Le parole del segretario Letta al Partito democratico. Nulla c’è di nuovo sotto il cielo?

CULTURA

Partito progressista, riformista, radicale (nei comportamenti). Non Partito Ztl o della protezione civile. Ho fatto fatica a capire ciò che Letta voleva dire. Il Partito deve abitare (e amare) il territorio e non fa da argine a tutti i costi (salvare la nazione).

Costruire un Partito che si candida senza paura a sfidare le destre fra due anni, a costruire una coalizione, appoggiare nel frattempo questo “nostro governo” e fare politica (ius soli, cittadinanza digitale, voto ai sedicenni…). Torna la politica normale. Ci sono stati giorni di ubriacatura che hanno fatto perdere la testa, manovre di pasticciato trasformismo che chiamavano “ricerca di responsabili e ricostruttori”, sostanzialmente una compera di voti, che per fortuna non è andata in porto, ma resta una macchia per molti. Un’operazione pericolosa, bloccata dal Presidente della Repubblica. E qui Letta ha detto parole chiare contro il trasformismo e come impedirlo anche con la legge elettorale.

“Si vincono le elezioni se non si ha paura di andare all’opposizione”. Già nell’autunno del 2019 (passaggio dal governo gialloverde a quello giallorosso) la scelta era stata dettata dalla paura del voto. Nelle elezioni precedenti i 5 stelle e il Pd erano stati fortemente alternativi, ma un cambio di maggioranza in una democrazia parlamentare è possibile. A condizione che si crei una nuova sintesi, una verifica su programmi e prospettive, scelte chiare e comunicate all’elettorato. Rimanevano invece tante parti oscure, ed hanno gestito (con lockdown e ristori) solo il Covid.

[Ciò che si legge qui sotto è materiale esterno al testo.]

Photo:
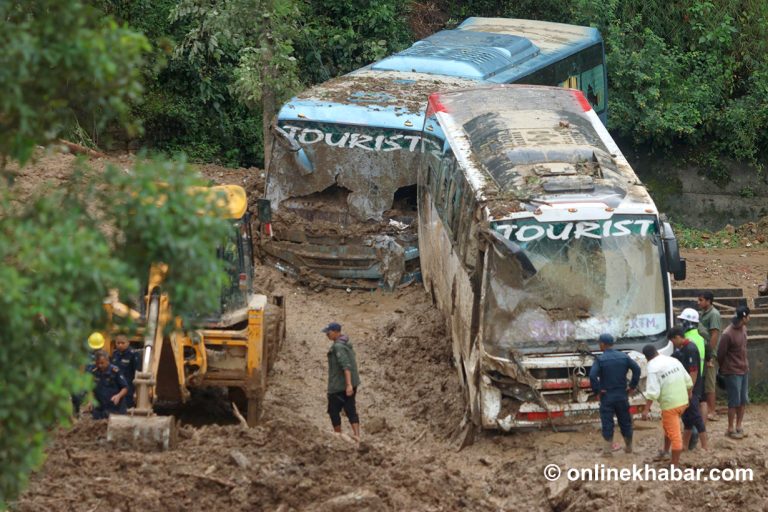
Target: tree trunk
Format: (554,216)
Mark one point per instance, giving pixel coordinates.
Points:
(268,106)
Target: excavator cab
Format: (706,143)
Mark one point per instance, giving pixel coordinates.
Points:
(232,348)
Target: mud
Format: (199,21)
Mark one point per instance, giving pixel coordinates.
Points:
(410,406)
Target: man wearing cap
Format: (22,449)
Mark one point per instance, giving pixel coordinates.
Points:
(96,342)
(110,387)
(734,366)
(689,322)
(608,378)
(709,328)
(343,380)
(688,355)
(670,384)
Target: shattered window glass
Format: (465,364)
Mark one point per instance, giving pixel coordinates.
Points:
(590,277)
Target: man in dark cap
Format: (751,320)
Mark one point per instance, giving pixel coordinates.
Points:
(734,366)
(343,380)
(608,377)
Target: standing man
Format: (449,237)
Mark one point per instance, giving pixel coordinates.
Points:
(129,362)
(688,355)
(608,378)
(110,389)
(734,366)
(343,380)
(670,384)
(709,328)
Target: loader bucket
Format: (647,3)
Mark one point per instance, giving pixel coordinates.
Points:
(142,433)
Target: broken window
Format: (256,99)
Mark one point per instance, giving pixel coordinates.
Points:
(590,277)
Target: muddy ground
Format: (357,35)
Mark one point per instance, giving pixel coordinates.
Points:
(410,405)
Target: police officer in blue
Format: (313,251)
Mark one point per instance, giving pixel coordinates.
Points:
(129,362)
(608,378)
(111,387)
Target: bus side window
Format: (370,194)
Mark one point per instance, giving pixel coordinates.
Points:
(592,84)
(448,204)
(456,206)
(464,237)
(442,198)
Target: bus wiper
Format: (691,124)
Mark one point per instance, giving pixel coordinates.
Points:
(510,248)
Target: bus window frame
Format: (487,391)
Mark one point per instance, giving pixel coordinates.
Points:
(561,71)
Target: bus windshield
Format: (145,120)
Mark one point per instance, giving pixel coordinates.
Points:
(588,277)
(360,168)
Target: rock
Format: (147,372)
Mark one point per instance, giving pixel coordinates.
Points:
(376,424)
(359,500)
(240,459)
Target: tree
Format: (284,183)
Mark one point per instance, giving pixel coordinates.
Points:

La svolta di Letta come sarà recepita nei territori? Chissà! Manfredonia è un punto di osservazione privilegiato, qui le operazioni trasformistiche (cooptare nella maggioranza persone elette nell’altro schieramento) sono state normali, scambiate per “allargamento democratico”. Qui c’è stato, nella primavera del 2017, l’intervento del Tar sui conti pubblici comunali, ne sono seguiti tentativi di ricomposizione e rimpasto. Eppure, scrissi allora, “Il piano di rientro non è un’operazione contabile. Si tratta di riscrivere il programma e c’è bisogno di una nuova legittimazione democratica”.

Ma perché la paura del voto? E’ questione di potere? E’ così triste e doloroso perderlo? Si sottovaluta, però, la campagna elettorale che è un’occasione istruttiva, educativa. Certamente ci vuole coraggio, ed occorre fare i conti con un popolo tradito e sfiduciato… Compiere scelte audaci, figure nuove… guardando al futuro. Chissà! Se si fosse andati al voto, forse a livello locale non ci sarebbe stata la commissione antimafia.

Il nuovo segretario ha parlato di formazione: Università democratica, un’agorà democratica e di… coraggio. Come si fa a insegnare il coraggio? Far amare il rischio, respingere la tentazione della prudenza e precauzione (che diviene ignavia)? La paura dei gruppi dirigenti del PD si è trasferita all’esterno, si è educato un popolo alla paura. E la pandemia sta facendo il resto. Una paura del mondo e del futuro che non diventa cura del mondo e del futuro.

Il nuovo segretario non ha parlato del Sud. Forse è un bene. Nei territori dove i 5 stelle hanno trovato praterie, quel voto è passato senza un briciolo di analisi. La casa è bruciata, i ponti sono stati travolti… E si è scelto la linea confuciana di stare sull’argine. Ad aspettare i cadaveri dei nemici. Il problema è che la piena sta trascinando via anche il futuro. Letta non ha nominato Renzi. Finalmente! Forse un modo implicito per dire che la politica non si fa con gli anti (antiberlusconismo, antirenzismo…).

Il libro “Contro venti e mare” è del 2017 (Trump e il populismo erano in scena…), Letta si interroga sulle responsabilità che hanno portato a quei fenomeni. Guardarsi dentro e guardare fuori (oltre la pandemia). Quello che deve fare la politica normale. Pensa a un partito con vocazione maggioritaria. Un partito al centro dello schieramento di centrosinistra. Il primo che ha parlato di vocazione maggioritaria è stato Mitterand, che, nel discorso sulla Rifondazione socialista francese, dice: “Io sono per il maggioritario. Vorrei che questo partito prenda il potere, ma vorrei che comprendessimo che la trasformazione della società non comincia con la presa del potere, ma innanzi tutto con la presa di coscienza di noi stessi e delle masse. Con la trasformazione di noi stessi”.